With just a few weeks until the start of semester I’m working on my course materials and website for EDP4130 Technology Curriculum and Pedagogy. Consistent with my belief that students are most often most interested in what they need to do to successfully complete the course I’ve been giving a lot of attention to the design of the assessment. My approach might be described as some variation of assessment for learning in which I attempt to design assessment that will encourage students to engage with what I think is the important learning in the course.
Ideally I would design assessment around a series of mostly small tasks that would spread the workload for students and for markers, avoiding the tsunami of marking that usually mounts at mid-semester and the end. That approach would allow me to provide meaningful feedback through the semester so that students do not suffer nasty surprises on high stakes items and can take corrective action, if necessary, in time to make a worthwhile difference to their final grades. I’ve worked in courses where the assessment consisted of (almost) weekly tasks linked to learning activities that occur in class. That can often be arranged so that students complete much of the necessary work in class leaving relatively little demand on their time out of class. It usually also means that they have feedback within a week so that they can adjust their approach.
Unfortunately that approach to assessment is not acceptable right here and now so I am limited to 3 pieces of assessment though those may include multiple components. That allows linking of assessment to the learning activities as I might want to but imposes restrictions on due dates so that feedback is less frequent than might be desirable to shape progress.
Given those constraints, in addition to the professional experience that must be satisfactorily completed for students to pass the course, the 3 assessment items are as follows:
I’m now in the process of working through those components to ensure that things are complete, adequately explained, and presented so that they will be accessible and clear to students.

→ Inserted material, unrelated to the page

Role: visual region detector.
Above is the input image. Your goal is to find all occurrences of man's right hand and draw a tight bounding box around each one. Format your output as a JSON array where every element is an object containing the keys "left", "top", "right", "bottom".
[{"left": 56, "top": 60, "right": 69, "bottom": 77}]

I posted yesterday about finalising the digital technologies learning activities and now have both those and the related assessment requirements in place. Rather than directly assess the activities, though the quizzes may include some specific items about Scratch programming, I have opted to require students to write a reflective blog post for each of the four phases and share that with their personal learning network. Their reflections are to briefly describe the activity, make links to the Australian Curriculum documents, explain what they learned, and comment on potential application in primary classrooms. The actual assessable piece will be a report that summarises the content of those posts. I hope the result will be encouragement for students to think about what they are learning through the activities, both at the time they are working with them and toward the end of semester, and a piece of work that is manageable for all involved in the submission and marking process.
Some months ago I posted about adjustments to the WebQuest about Coal Seam Gas that I developed for a previous offer. It had worked fairly well but feedback from students suggested that some changes might be in order. Those changes were made and the CSG WebQuest is now tidied up with links to resources checked and should be ready for use.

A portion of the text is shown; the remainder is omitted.